I'm an Applied Math and Fine Art double major, which is really just the short way of saying I think analytically and feel deeply, and that mix runs through everything I make.
Before freelancing I shipped product features in fintech as a PM and QA engineer, built full-stack tools for a UCSB research group, and ran data operations for cross-border trade. Different industries, same instinct: understand the system, then make it work for the people actually using it.
Now I get to fold all of it into one place, building things that are both beautiful and built to last.
Now
Right now I'm in Tokyo, working freelance as a web designer and developer and building things I'm proud of (most recently a trilingual travel site I designed and shipped end to end). I'm also looking for my next role on a team where I can do product, QA, or UX work in an English-speaking environment.
Off the clock I'm usually out on a hike, hunting down a restaurant I've never tried, or three episodes deep into a K-drama I swore I'd only watch one of. This summer the plan is to climb Mount Fuji, which feels like either a great idea or a terrible one. I'll report back.
Things I love
Traveling slowly, reading widely, and eating things I've never eaten before. A good workout, and a trail with a view at the end of it. I'm slowly working my way through the parks of Japan, where my ideal afternoon is a nap on the grass with the sun on my face, the wind in the trees, and every worry quietly filed under "later." I think in Chinese, English, and Japanese, which is occasionally useful and frequently chaotic.
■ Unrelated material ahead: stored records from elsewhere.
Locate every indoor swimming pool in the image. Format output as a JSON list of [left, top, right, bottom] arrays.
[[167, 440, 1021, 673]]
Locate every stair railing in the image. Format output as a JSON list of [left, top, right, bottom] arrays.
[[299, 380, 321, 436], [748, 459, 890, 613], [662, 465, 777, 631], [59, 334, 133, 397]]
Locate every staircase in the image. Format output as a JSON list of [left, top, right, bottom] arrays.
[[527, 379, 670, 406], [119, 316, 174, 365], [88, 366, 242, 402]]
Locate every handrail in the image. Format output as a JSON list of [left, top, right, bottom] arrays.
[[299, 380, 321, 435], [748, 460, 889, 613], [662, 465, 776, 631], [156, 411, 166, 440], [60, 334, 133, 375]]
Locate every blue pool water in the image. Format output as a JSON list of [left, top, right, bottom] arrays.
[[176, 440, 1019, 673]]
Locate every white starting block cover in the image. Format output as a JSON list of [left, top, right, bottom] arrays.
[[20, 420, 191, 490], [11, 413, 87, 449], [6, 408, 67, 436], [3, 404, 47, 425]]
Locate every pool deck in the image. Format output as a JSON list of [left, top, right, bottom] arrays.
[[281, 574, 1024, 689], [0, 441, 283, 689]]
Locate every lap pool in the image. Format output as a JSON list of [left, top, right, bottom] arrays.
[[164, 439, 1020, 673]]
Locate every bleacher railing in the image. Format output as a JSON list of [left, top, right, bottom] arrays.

Mostly I love the moment a messy idea finally clicks into something clear.
Background
Math and art, same brain.
Everyone treats math and art like opposites. For me they turned out to be one habit in two outfits. Math taught me to find the structure underneath things: why a layout feels balanced, why a flow falls apart, where the load-bearing idea is hiding. Art taught me that the structure was never the point. The feeling is.
Design and code did not feel like a pivot. More like the place where both finally asked the same question: what is the simplest thing that still means something?